ところで私は冬に弱い。毎年毎年冬を通過するのが私の最大の課題で、春を待てば骨まで治るような気分だった。ところがその春、3月に、救急車を呼ぶほどの状態になった。問題はやっぱり骨。実は、そのころしばらく「コンドロイチンその他」を飲んでいなかった。病院から戻ってから、それをかかさず飲み始めた。

いつのころから、私は朝、鏡に映る自分の顔が、元気を取り戻しているらしいのを感じていた。私は特に冬、皮膚の乾きによるかゆみに苦しんで、アロエ関係のクリームをつけていたから、そのせいかと思った。「化粧品」なんて言うものではなくて、生協で買ったもので、外側に「乾燥防止」と表示してある、これも自分では「治療薬」の一種と認識していたから。

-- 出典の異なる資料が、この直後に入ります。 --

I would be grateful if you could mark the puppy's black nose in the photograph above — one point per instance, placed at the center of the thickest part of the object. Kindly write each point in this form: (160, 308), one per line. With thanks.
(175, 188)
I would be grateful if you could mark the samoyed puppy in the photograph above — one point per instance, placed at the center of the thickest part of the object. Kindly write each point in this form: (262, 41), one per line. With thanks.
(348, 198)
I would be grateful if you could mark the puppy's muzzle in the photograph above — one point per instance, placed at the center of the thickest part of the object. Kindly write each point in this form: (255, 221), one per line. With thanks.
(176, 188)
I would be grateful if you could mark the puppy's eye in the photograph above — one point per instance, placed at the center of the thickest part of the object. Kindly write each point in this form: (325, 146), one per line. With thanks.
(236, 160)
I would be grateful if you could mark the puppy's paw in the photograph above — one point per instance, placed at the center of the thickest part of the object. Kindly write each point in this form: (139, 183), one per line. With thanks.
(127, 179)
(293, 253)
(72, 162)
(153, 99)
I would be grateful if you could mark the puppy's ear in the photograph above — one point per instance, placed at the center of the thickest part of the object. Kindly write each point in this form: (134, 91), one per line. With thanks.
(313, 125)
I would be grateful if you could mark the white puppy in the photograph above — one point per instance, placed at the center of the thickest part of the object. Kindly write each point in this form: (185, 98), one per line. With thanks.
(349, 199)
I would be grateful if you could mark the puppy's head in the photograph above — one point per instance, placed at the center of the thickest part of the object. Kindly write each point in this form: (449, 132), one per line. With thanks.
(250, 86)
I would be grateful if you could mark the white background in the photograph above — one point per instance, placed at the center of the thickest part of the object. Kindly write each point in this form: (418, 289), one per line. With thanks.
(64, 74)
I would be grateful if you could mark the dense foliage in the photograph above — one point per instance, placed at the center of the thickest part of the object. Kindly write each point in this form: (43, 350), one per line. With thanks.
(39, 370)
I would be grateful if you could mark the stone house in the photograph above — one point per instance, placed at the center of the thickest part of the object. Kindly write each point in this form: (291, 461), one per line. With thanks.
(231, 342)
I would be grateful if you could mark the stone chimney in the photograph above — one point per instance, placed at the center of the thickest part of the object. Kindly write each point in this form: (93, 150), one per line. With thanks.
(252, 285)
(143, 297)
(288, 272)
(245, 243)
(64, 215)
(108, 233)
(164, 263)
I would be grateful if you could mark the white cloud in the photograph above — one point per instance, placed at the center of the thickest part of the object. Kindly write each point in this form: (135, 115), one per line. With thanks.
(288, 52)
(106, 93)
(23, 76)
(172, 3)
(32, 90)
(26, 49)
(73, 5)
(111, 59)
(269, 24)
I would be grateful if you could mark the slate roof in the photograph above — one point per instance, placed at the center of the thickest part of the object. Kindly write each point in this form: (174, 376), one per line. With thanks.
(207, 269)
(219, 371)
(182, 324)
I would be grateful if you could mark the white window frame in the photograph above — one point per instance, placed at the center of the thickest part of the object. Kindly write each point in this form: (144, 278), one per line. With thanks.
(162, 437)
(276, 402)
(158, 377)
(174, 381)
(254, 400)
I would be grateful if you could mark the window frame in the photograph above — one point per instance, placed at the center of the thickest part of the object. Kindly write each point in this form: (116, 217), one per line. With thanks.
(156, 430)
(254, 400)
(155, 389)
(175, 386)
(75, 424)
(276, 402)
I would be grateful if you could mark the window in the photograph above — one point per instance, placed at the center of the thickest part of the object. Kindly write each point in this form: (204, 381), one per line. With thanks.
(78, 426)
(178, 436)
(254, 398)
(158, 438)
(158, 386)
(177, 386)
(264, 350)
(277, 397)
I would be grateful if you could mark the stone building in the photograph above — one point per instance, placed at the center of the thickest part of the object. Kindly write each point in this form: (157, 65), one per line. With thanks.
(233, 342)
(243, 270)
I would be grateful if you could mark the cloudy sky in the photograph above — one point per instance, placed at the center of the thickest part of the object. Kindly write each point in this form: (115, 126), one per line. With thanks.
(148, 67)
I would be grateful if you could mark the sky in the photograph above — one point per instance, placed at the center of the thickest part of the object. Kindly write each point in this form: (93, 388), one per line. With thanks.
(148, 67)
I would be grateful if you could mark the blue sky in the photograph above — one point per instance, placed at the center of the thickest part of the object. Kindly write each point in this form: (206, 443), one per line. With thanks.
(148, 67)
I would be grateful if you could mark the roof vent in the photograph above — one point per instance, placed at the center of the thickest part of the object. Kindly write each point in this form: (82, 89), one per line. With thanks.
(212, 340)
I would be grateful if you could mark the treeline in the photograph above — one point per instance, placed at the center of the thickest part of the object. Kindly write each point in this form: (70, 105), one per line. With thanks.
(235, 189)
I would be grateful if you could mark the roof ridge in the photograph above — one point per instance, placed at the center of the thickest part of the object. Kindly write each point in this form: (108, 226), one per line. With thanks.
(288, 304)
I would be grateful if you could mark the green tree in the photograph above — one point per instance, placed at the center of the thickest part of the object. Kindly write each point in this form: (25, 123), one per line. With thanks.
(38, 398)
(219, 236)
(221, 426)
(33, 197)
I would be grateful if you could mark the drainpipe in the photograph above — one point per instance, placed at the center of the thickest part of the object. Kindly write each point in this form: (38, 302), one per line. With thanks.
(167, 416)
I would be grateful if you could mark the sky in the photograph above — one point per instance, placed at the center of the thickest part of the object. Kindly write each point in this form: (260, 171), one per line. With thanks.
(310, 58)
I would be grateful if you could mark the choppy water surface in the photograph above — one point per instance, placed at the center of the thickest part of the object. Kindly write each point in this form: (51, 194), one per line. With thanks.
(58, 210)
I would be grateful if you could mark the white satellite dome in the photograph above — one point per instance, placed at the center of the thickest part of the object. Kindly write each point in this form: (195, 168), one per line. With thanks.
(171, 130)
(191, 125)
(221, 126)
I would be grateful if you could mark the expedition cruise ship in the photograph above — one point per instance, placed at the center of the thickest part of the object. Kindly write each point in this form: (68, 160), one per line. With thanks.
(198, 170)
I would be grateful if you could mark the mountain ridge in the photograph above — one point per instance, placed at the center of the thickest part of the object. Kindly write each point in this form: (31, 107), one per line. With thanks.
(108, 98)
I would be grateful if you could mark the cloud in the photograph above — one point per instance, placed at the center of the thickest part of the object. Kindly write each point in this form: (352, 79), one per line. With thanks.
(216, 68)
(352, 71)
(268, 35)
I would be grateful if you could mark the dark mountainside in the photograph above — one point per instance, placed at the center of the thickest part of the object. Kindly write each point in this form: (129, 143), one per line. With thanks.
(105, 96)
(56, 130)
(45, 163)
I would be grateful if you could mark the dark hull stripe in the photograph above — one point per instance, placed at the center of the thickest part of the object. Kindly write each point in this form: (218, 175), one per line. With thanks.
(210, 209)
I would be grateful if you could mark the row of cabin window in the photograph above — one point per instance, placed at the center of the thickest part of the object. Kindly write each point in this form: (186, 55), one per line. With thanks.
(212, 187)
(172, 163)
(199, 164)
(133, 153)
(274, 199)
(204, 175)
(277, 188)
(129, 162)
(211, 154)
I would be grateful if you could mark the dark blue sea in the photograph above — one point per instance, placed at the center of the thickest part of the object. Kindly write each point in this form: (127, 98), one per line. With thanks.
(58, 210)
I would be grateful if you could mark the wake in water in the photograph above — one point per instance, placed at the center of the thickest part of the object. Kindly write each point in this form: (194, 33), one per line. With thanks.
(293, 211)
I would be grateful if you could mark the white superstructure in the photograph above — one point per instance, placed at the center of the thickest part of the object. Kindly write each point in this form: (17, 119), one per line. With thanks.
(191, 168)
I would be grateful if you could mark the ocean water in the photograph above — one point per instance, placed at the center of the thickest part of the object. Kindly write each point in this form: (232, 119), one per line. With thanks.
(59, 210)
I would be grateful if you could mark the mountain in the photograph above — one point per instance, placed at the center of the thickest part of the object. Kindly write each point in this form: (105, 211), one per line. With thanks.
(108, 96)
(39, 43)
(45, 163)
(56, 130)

ところが、この前、まったくの部外者で、御世辞言う必要もない付き合いの美容師の表情から、自分の顔が、なんだか「活性化」しているらしいことに気づかされた。それでも私は、「精神的な充実感」のせいだろうと、彼に言ったんだけど、ずっと、彼の表情を「不思議だ」と思ってしまったので、はじめて私は、飲んでいる「骨の薬」の成分と、その効果を見た。

どうせ、「治療」より「美容」に神経を立てている若く化けたいみんなは知っているんだろう。化けることに抵抗している私は初めて「コラーゲン」が何物かを知った。